For some purposes, yes, this is enough. The two distributions still touch, and there’s just a little bit of overlap between the colored bands which contain 95 percent of each group… but if one is willing to overlook occasional outliers, one can make a pretty good guess at the “true” batting average of a player after this much time has passed.
A brief statistical summary
It might be useful for future reference to summarize what we’ve seen so far: just how confident can one be in the batting average of a player after some number of games? As long as the “true” value lies somewhere in the range between about .250 and .350, the following table (updated July 8) should be a decent guide:
After this many games, … | … or this many ABs | 95 percent of batting averages will be within this much of “true” value |
5 | 20 | +/- .200 |
20 | 80 | +/- .102 |
80 | 320 | +/- .052 |
162 | 648 | +/- .036 |
In our next article, we’ll put this model to the test, by comparing its predictions to the actual performances of several MLB hitters – Jackie Bradley Jr. among them. Stay tuned!

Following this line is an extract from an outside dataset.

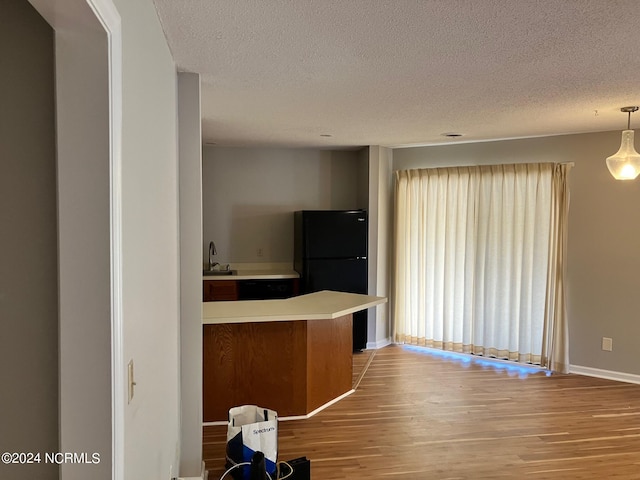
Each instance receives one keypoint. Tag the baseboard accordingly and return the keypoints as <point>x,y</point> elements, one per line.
<point>292,417</point>
<point>607,374</point>
<point>379,344</point>
<point>204,475</point>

Whoopsie. Those of you who have been yelling, “That’s not a Poisson distribution — it’s a BINOMIAL distribution” should get two cookies. My mistake.
1) Your table displays the range containing 68% of the values; the 95% range is twice as wide.
2) Why did you do a Monte-Carlo simulation to determine the distributions when the analytical expression is well known and fairly simple? The errors in the Monte-carlo calculation with only 1000 trials are quite large; the true distribution for 380 AB doesn’t have multiple peaks.
Alan — thank you very much for a careful reading of the article.
1) Yes, you are exactly right. I _did_ put the 1-sigma values into the second table of the article, instead of the 2-sigma values. My mistake. I have just now (1 PM on July 8) updated the text so that the proper 2-sigma values are in the table. In addition, I updated the text in the introduction of the “Part 2” article so that the proper 2-sigma ranges are there, too. Fortunately, in all the specific examples of the “Part 2” article, I did correctly use the 2-sigma ranges.
2) You are again correct to say that the expected distribution of batting averages for any given number of attempts is known exactly as an analytic expression. Why did I not use this analytic expression to generate nice, symmetric regions in the graphical illustrations? If I were a cunning fellow, I would say something along the lines of “well, that nice bell-shaped curve would not give the reader a feeling for the size of the typical fluctuations expected in these small sample sizes … whereas the Monte Carlo results at least hint at them.” But I’m not cunning, I’m just lazy. It’s often quicker and easier for me these days to write a short program to use the Monte Carlo approach to almost anything I do (whether it’s astronomy or physics or baseball) than to figure out which analytic expression is the proper one to use, so I just use the Monte Carlo method. It’s a bad habit, for sure.
I and others who try to help explain things would do better to follow Alan’s advice and use the analytic expressions when it _is_ possible, as in this case.
Again, thanks, Alan, for your comments.